She pulled it out of its leather case and opened the back. “It’s a personal data assistant,” she explained.

“It’s my calendar book, task list, and all my contacts. Without it, I’m screwed.”

“Wouldn’t it just be easier to keep this information in a book?” he asked, leaning over her shoulder as she replaced the batteries with spares she had bought yesterday at the store, having anticipated this possibility as well as the likelihood that they’d eventually lose the electricity.

“Maybe,” she said, shrugging. “But paper would be just as ruined, too.” She looked at her computer sitting on the counter, charging. She opened it and turned it on.

“Well, at least this works.”

Grace decided she needed a cup of cocoa. She grabbed the kettle, filled it with water, and put it on the burner. “I’m lucky the computer is okay and that only the battery got ruined.” She patted her computer affectionately. “I don’t blame the battery for dying,” she said. “Leaving my computer running in the snow cave finished it. Electronics don’t like the cold, and they don’t like getting wet. But it did a marvelous job keeping me alive.” She looked at Grey. “I hugged it to me, using its warmth.”

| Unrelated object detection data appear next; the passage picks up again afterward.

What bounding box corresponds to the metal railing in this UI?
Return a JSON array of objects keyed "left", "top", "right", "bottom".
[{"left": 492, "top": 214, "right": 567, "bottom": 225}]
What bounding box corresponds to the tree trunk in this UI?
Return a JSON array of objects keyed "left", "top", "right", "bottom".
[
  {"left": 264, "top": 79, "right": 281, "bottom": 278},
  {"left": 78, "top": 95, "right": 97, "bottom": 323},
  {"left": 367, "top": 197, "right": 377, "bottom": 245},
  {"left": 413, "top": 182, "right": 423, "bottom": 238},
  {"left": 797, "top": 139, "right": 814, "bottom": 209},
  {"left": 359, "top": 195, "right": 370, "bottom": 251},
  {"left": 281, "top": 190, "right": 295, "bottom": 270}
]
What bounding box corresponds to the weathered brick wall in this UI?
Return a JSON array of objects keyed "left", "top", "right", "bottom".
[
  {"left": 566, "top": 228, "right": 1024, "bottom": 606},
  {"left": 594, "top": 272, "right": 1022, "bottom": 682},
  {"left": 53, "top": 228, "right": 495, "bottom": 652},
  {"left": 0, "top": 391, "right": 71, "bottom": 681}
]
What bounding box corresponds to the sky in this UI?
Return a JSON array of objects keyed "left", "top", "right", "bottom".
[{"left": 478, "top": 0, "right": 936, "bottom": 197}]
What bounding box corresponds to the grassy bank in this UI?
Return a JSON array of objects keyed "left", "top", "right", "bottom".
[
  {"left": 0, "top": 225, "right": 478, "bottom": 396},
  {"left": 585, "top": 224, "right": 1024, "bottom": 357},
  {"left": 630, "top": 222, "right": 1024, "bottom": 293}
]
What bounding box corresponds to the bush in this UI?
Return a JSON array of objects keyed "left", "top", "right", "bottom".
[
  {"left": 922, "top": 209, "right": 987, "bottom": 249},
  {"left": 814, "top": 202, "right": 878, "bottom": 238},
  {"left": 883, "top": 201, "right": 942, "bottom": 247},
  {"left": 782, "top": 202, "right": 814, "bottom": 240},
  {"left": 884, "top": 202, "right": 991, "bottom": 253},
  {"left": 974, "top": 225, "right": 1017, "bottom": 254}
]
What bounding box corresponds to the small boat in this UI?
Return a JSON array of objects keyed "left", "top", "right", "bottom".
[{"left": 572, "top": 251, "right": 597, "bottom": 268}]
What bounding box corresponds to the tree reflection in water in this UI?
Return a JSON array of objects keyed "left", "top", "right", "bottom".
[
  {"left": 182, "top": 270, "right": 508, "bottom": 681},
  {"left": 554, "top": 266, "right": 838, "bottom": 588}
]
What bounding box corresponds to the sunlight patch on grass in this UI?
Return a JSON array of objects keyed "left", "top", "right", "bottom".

He gave her a strange look. “You were hugging the cookie tin when I found you, Grace. Not the computer.”

She shook her head at him. “No. That’s impossible. I distinctly remember feeling a great warmth against my chest and my hands. That’s the only reason my fingers didn’t get frostbite. It had to be the computer.

There’s no way a tin full of ashes could generate heat.”

“Maybe it was your sister’s spirit protecting you,” he suggested softly. “It’s possible that Mary was with you in that cave in more ways than just her ashes. You were hugging her tin, Grace. I know what I found.”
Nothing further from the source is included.